Johncke received the copper-colored Spider X for his 52nd birthday in June and put it to productive use last Sunday, sinking a 10-foot putt on the 18th hole to stay even before winning the top flight of the Ridgefield Golf Club’s club championship on the second playoff hole over defending champion John Maiolo.
“I had lost in the semifinals two years ago to Mike Barbarossa, who went on to win the championship, and I lost in the semifinals last year to John Maiolo, who went on to win the championship,” said Johncke. “This year I beat Mike in the semifinals and John in the finals, so I was able to get a little payback.”
Born in Sweden, Johncke moved to Greenwich with his parents in the 1970s and went on to play on the Greenwich High team that won conference and state championships in 1986. He then competed for four years at Boston College before moving to Florida after a few years of working on Wall Street.
“My parents had gone to Florida and I went to visit them during a cold December,” said Johncke. “What was supposed to be a two-week vacation turned into 25 years. I met my wife, started a new job, and had kids.”
Johncke kept playing golf, winning several Palm Beach County amateur titles as well as other local and regional events. Three years ago, a job offer led Johncke and his family to relocate to Ridgefield.
“Most people move away from Connecticut and to Florida as they get older,” he said. “But after a while you miss the change of seasons. It’s nice to have some variety instead of hot and hotter.”
In Sunday’s championship match at the Ridgefield Golf Course, Johncke birdied two of the first three holes to go 2-up.

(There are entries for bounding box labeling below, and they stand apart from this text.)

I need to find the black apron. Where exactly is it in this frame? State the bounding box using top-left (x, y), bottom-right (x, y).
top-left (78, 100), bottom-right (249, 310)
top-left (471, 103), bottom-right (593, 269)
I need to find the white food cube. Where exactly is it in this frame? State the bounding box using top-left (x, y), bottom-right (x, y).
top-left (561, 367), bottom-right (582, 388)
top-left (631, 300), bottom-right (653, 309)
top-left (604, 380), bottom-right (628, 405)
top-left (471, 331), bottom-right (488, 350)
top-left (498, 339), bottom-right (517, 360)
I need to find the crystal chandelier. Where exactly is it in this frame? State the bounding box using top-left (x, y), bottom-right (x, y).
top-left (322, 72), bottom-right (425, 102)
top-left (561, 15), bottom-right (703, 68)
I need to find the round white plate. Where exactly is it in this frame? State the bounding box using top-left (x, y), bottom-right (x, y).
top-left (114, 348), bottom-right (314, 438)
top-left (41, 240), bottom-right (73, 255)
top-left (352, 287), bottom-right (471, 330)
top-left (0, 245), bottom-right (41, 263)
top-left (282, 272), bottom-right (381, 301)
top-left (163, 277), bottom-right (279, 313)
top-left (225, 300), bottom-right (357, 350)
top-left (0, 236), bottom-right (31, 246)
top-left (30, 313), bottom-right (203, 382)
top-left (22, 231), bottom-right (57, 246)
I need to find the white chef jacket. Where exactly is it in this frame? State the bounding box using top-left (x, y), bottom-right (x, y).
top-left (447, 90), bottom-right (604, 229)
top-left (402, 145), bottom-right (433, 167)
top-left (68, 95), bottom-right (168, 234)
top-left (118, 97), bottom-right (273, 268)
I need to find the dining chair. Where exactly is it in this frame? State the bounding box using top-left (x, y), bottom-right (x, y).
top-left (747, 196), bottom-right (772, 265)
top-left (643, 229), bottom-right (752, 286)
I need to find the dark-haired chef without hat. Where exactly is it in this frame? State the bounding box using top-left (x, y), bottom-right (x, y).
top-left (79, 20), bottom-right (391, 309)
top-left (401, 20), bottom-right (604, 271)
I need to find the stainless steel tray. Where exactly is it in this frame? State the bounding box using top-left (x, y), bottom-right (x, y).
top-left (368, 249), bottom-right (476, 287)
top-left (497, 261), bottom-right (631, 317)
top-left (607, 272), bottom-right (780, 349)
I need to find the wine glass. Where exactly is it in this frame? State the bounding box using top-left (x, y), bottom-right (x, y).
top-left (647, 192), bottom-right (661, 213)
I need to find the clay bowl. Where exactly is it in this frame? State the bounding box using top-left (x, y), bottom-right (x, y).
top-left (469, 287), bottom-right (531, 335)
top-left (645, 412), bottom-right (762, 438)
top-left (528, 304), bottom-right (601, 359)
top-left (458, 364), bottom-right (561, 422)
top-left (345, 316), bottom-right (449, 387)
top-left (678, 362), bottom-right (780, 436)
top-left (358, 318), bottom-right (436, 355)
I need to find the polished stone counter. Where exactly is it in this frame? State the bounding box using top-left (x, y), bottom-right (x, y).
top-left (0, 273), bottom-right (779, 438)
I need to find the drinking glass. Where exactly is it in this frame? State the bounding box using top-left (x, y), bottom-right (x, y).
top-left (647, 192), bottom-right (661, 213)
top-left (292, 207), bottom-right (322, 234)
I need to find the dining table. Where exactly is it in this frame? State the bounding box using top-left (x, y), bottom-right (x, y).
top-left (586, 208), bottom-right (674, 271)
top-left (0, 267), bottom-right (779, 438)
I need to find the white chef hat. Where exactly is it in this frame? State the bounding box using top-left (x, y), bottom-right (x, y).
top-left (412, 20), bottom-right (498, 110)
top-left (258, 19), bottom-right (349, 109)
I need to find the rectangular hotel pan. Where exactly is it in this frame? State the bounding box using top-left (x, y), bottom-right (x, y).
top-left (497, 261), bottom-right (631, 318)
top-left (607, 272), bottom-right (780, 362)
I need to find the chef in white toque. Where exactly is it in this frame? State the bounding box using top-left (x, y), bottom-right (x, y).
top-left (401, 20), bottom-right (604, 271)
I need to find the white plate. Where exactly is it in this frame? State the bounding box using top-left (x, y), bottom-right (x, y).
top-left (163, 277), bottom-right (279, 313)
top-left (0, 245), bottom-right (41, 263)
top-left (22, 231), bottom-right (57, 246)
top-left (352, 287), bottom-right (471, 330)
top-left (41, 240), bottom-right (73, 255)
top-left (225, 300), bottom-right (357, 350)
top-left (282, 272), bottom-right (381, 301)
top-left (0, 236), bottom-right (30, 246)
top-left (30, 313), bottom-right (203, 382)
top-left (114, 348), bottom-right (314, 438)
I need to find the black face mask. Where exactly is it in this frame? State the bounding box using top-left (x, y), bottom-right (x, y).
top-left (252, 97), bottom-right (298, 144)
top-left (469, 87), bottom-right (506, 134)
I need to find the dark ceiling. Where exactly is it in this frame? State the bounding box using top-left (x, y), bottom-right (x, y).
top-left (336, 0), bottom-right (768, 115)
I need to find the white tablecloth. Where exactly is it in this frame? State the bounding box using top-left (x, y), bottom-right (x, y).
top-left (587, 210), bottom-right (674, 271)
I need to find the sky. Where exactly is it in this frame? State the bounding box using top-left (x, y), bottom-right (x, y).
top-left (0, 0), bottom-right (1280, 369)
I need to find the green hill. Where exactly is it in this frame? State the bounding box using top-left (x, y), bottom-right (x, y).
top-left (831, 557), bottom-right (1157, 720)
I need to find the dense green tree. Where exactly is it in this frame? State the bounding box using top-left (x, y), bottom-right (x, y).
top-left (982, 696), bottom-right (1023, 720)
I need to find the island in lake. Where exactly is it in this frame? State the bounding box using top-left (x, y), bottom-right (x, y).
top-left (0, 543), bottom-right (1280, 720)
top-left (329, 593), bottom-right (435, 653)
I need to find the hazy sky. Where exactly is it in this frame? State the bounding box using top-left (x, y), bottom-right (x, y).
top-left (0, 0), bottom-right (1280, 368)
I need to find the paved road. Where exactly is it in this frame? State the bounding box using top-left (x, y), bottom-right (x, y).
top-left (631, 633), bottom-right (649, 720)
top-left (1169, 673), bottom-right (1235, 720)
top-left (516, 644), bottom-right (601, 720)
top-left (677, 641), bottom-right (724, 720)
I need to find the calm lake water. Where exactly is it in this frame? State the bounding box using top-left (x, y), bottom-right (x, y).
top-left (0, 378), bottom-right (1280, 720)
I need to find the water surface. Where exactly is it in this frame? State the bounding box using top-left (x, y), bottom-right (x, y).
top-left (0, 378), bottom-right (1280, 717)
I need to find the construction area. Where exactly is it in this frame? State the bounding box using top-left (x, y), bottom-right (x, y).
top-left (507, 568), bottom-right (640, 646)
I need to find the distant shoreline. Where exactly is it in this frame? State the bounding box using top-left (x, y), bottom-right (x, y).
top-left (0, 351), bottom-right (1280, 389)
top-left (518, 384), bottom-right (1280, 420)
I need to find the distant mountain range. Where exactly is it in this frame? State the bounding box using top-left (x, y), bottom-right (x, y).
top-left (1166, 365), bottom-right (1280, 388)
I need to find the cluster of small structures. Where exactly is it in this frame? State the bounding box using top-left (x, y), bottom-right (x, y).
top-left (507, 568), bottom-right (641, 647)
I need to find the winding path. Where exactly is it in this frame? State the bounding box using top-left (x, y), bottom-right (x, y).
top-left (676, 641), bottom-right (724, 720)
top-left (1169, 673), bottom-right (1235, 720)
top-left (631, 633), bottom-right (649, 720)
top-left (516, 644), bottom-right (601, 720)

A bogey on the sixth hole allowed Maiolo to close within one, but Johncke sank a 35-foot birdie putt on the seventh hole and added a birdie on the eighth hole to go 3-up through the first nine.
“I was feeling good at that point,” said Johncke. “A three-hole lead at the turn over a player as good as John was unexpected.”
But Johncke bogied three of the first six holes on the back nine, and when Maiolo drained a birdie putt on the 16th the match was even.
“I was frustrated that I had made mistakes,” said Johncke. “I had to refocus for the final holes because my confidence was fading.”
After both players parred the 17th hole, Johncke ran into some trouble on the final hole of regulation. His second shot left him five yards short of the green, and he opted to putt from there.
“It wasn’t a good decision,” said Johncke. “I left the ball 10 feet short of the hole.”
Maiolo just missed a birdie putt that would have won the match, and Johncke then sank his putt for a par that forced a playoff.
On the second playoff hole (the 441-yard, par-four second hole), Maiolo sent an approach shot over the green and into the water. He then conceeded the hole and the match to Johncke, who was positioned for a birdie putt.
“It was a strange way to end what had been such a good match,” said Johncke. “But I was still thrilled to be the champion.”
Notes: Johncke came close to missing the finals: He had to rally from 3-down with five holes left to beat Barbarossa in the semifinals.
Johncke became the fifth different player to win a club championship in the last five years.
Maiolo was playing for his second straight title and third overall. His first victory came in 2014.
Also winning titles Sunday were Mike Giannetto (first flight) and Frazier Caner (second flight).